Hi SiddharthThakur. Welcome to MHB. :) I can't really read your matrices well so until you fix them I can't comment on your specific problem but I can make a couple of comments in general about how to approach the problem.

(a) If there are any rows with entries of all 0, those rows should be below any non-zero rows.

(c) Make an augmented matrix and place a column of 0s in the last column. Now reduce to reduced row echelon form. From that point you should be able to write the general solution $R \hspace{1 mm} \vec{x}=\vec{0}$ in terms of your free variables.

(d) To find $\text{dim } \text{Col } A$, or simply $\text{rank } A$, find the pivot positions of the RREF matrix or just the echelon form and count the columns which have a pivot position in them. So if some matrix has a pivot position in columns 1,4,5,9 then $\text{dim } \text{Col }$ of that matrix is 4.

 

[SiddharthThakur]

The reduced row echelon form of A=[1,2,5,b_ 4,a,17,-22_ row3]
is equal to R=[1,2,0,3_ 0,0,1,-2_ 0,0,0,0]
(a) What can you say about row 3 of A? Give an example of a possible third row for A.
(b) Determine the values of a and b.
(c) Determine the solution of the homogeneous system of equations Rx = 0 in parametric vector
form.
(d) What is the dimension of the column space of A? Do the columns of A span

(its 3x4 matrices 3rows 4 columns)

 

[Jameson]

The reduced row echelon form of A=[1,2,5,b_ 4,a,17,-22_ row3]
is equal to R=[1,2,0,3_ 0,0,1,-2_ 0,0,0,0]

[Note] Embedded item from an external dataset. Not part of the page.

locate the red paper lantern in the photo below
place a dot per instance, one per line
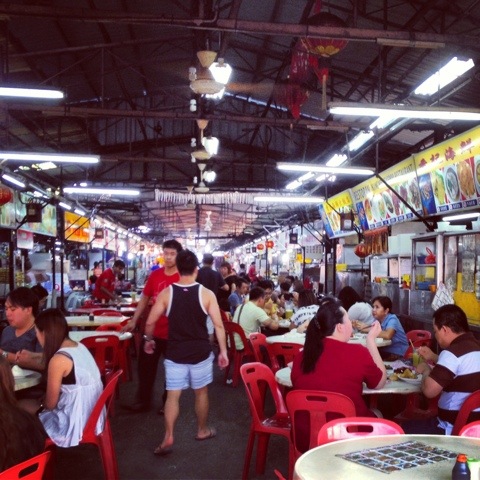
(5, 195)
(325, 47)
(361, 250)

(a) What can you say about row 3 of A? Give an example of a possible third row for A.
(b) Determine the values of a and b.
(c) Determine the solution of the homogeneous system of equations Rx = 0 in parametric vector
form.
(d) What is the dimension of the column space of A? Do the columns of A span

(its 3x4 matrices 3rows 4 columns)

So \(\displaystyle A = \left( \begin{array}{cccc} 1 & 2 & 5 & b \\ 4 & a & 17 & -22 \\ i_{31} & i_{32} & i_{33} & i_{34} \end{array}\right)\)

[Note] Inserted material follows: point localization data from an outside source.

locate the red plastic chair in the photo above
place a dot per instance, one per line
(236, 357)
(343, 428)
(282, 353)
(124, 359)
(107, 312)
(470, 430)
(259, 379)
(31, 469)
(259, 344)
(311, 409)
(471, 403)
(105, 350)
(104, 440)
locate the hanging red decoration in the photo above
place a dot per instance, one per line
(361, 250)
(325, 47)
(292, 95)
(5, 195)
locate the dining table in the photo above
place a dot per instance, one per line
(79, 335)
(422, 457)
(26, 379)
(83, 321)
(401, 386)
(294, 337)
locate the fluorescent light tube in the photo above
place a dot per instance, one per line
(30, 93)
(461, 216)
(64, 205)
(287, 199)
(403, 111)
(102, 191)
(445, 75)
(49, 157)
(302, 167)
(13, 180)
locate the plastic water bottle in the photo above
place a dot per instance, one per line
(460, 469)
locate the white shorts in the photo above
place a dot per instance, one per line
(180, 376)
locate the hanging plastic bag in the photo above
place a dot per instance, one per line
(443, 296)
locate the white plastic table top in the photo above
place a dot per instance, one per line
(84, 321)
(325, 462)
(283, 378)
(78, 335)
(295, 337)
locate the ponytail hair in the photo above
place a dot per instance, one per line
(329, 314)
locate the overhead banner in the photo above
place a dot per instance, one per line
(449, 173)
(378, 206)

and the RREF of \(\displaystyle A =\left( \begin{array}{cccc} 1 & 2 & 0 & 3 \\ 0 & 0 & 1 & -2 \\ 0 & 0 & 0 & 0 \end{array}\right)\)?

(a) When a row cancels out to all 0s that means it carries the same information as an above row. So if you have a row that is $x+y+z=2$ and another row that is $2x+2y+2z=4$, then the last row can be reduced to all 0s because it's just the same thing. How can you use that fact to give a possible row 3?

(b) What have you tried? Basically start trying to reduce A into RREF A and you should find some equalities to use. If you post what you've done I can help you continue. :)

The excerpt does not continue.